JP2638001B2 - Angle Beam Ultrasonic Testing and Probes - Google Patents

Description

Description: BACKGROUND OF THE INVENTION 1. Field of the Invention The present invention relates to a technique for performing flaw detection on a metal tube or the like using an oblique ultrasonic flaw detector.

[Prior Art] For example, as shown in FIG. 5, a shear wave oblique flaw detection method is used for ultrasonic flaw detection of a steel pipe (seamless pipe, welded pipe). In FIG. 5, 1 is a steel pipe, 2 is an external flaw, 3 is an internal flaw, and 4 is a shear wave oblique probe. FIG. 3 is a diagram in which the outer surface flaw 2 is detected by the shear wave oblique probe 4 by one skip and the inner surface flaw 3 by 0.5 skip. However, steel pipes of high alloy steel such as austenitic stainless steel and duplex stainless steel (welded parts in welded pipes) have relatively large crystal grains and a solidification structure, so that ultrasonic waves are strongly attenuated and crystal grain boundaries S / N ratio deteriorates due to forest-like echo (noise) reflected from. Further, in the welded portion, a bending phenomenon of ultrasonic waves due to acoustic anisotropy occurs, and a pseudo defect is detected. Therefore, the shear wave oblique flaw detection method cannot be used for these materials for the external flaw 2 having a long beam path. For such a material, a method has been developed in which the inner surface flaw 3 is inspected by a shear wave oblique flaw detection method, and the outer surface flaw 2 is inspected by a creeping wave. [Japanese Patent Application No. 62-216702 (JP-A-1-59152)].

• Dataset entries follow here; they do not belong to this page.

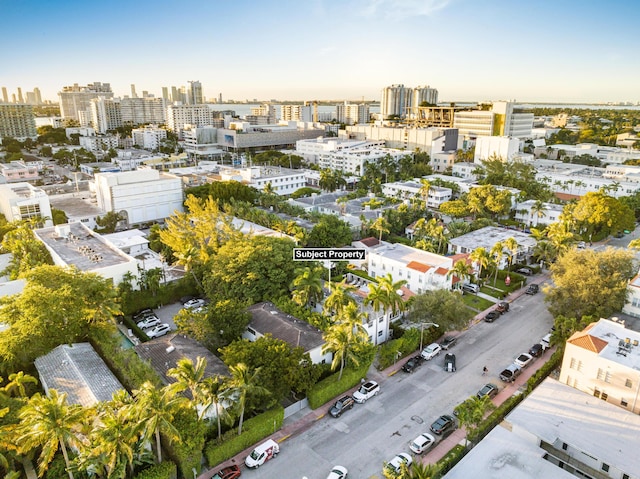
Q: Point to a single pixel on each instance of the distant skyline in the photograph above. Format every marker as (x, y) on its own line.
(529, 51)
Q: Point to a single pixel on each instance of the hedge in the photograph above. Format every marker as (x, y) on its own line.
(253, 431)
(164, 470)
(327, 389)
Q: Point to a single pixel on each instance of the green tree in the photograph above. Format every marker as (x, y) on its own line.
(244, 383)
(155, 409)
(590, 283)
(49, 423)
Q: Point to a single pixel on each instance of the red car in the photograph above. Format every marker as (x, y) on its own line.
(231, 472)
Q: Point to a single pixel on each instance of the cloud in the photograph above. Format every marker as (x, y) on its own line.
(399, 9)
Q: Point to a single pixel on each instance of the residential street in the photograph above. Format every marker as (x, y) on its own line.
(363, 438)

FIG. 6 shows a creep wave probe 14 for creeping the outer surface scratch 2 of the steel pipe 1.
This is an example in which the inner surface flaw 3 is detected by the shear wave oblique angle probe 4. The creeping wave flaw detection method using the creeping wave probe 14 is performed by injecting ultrasonic waves at a critical angle of a longitudinal wave (27.5 ° in the case of steel) to a measuring object and generating a creeping wave on the surface of the measuring object. Will be At this time, since a transverse wave is generated at the same time, in order to avoid the influence, a two-vibrator oblique angle probe is used as a creeping wave probe used for creeping wave detection. FIG. 7 is a view showing the structure of the creeping wave probe 14. The transmitting vibrator 21 and the receiving vibrator 22 are arranged with the acoustic division surface 20 interposed therebetween.

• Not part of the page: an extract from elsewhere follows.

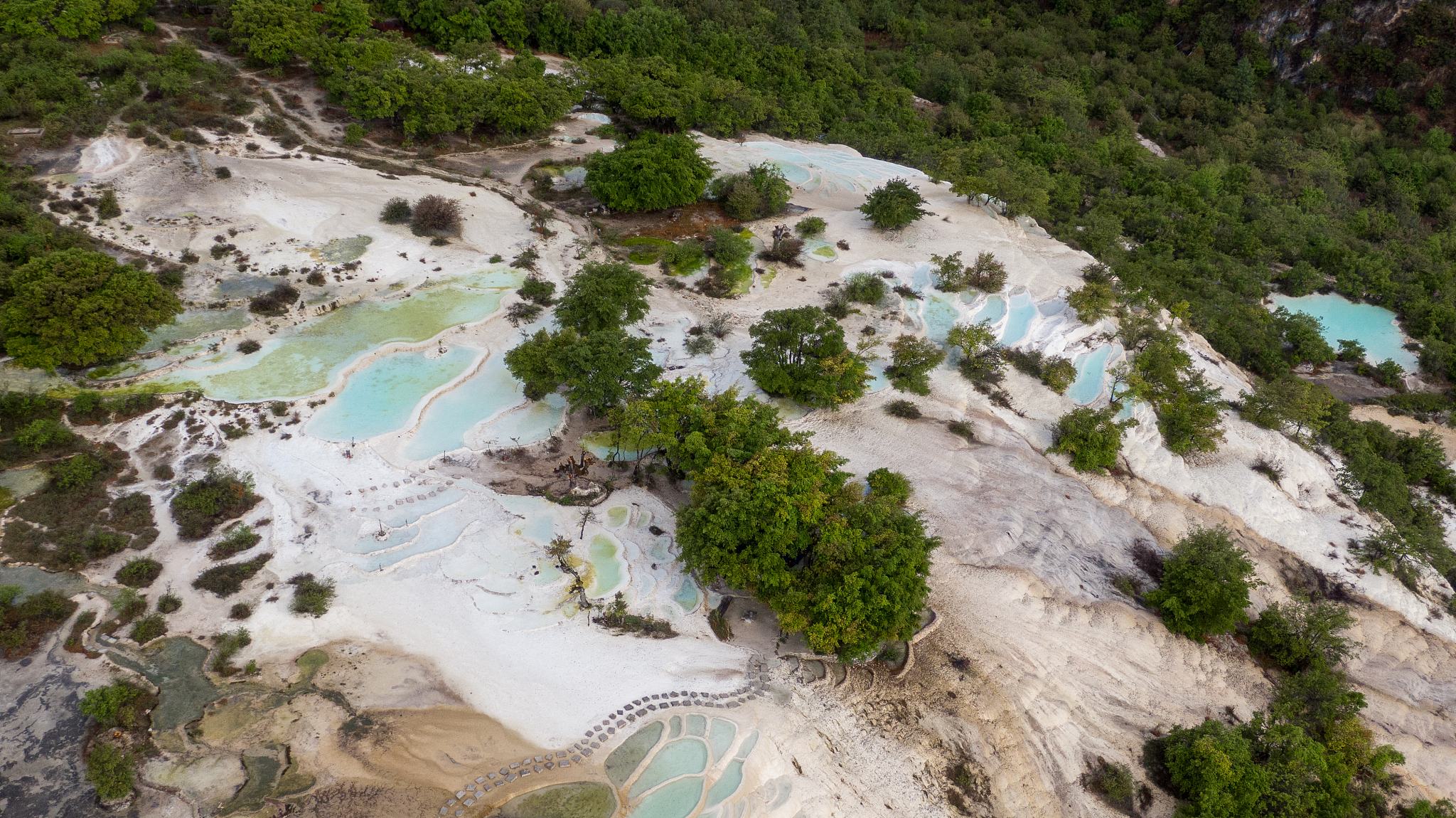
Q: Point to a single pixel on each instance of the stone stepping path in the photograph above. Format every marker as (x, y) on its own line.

In an actual automatic flaw detection line, a water immersion method in which a material to be flawed is immersed in water to perform flaw detection, and a water gap method in which water is interposed between the material to be flawed and the probe are used. FIG. 9 shows a conceptual diagram of the automatic creeping wave flaw detection method using the water gap method. The creeping wave probe 14 is held in a probe holder 15, and couplant water 16 is interposed between the steel pipe 1 and the creeping wave probe 14. FIG. 10 shows a flaw detection waveform when flaw detection is performed by this flaw detection method. Transmission pulse 31 is the transmission oscillator
21 is a pulse that appears when an ultrasonic wave is transmitted. The defect echo 32 is an echo by an ultrasonic wave reflected by the flaw and received by the receiving transducer 22. Due to changes in the probe distance,
Even for the same scratch, the echo height changes like the defect echo 32a and the defect echo 32b.

On the other hand, in general, a flaw detection gate 33 is provided to distinguish the defect echo 32 from the transmission pulse 31 and other pulses generated from sources other than the flaw, and only the pulse within this gate is detected as a defect echo. Starting point of this flaw detection gate
Conventionally, the point of ultrasound transmission as a reference point to determine 34,
That is, the rising edge of the transmission pulse (trigger pulse) 31 in FIG. 4 was used. Further, as a method of compensating for the fluctuation of the echo height due to the distance amplitude characteristic, a distance amplitude correction (DAC) has conventionally been used. This is achieved by changing the gain of the flaw detector according to the flaw detection distance from a certain reference point to the flaw (time from the reference point to the flaw echo in the flaw detection method) as shown in FIG. 4 (c), for example. This is a method of compensating for a change in echo height due to the distance amplitude characteristic. In the generally used shear wave oblique flaw detection method, the rising point of a transmission pulse (trigger pulse) is used as the reference point, similarly to the reference point of the flaw detection gate starting point 34.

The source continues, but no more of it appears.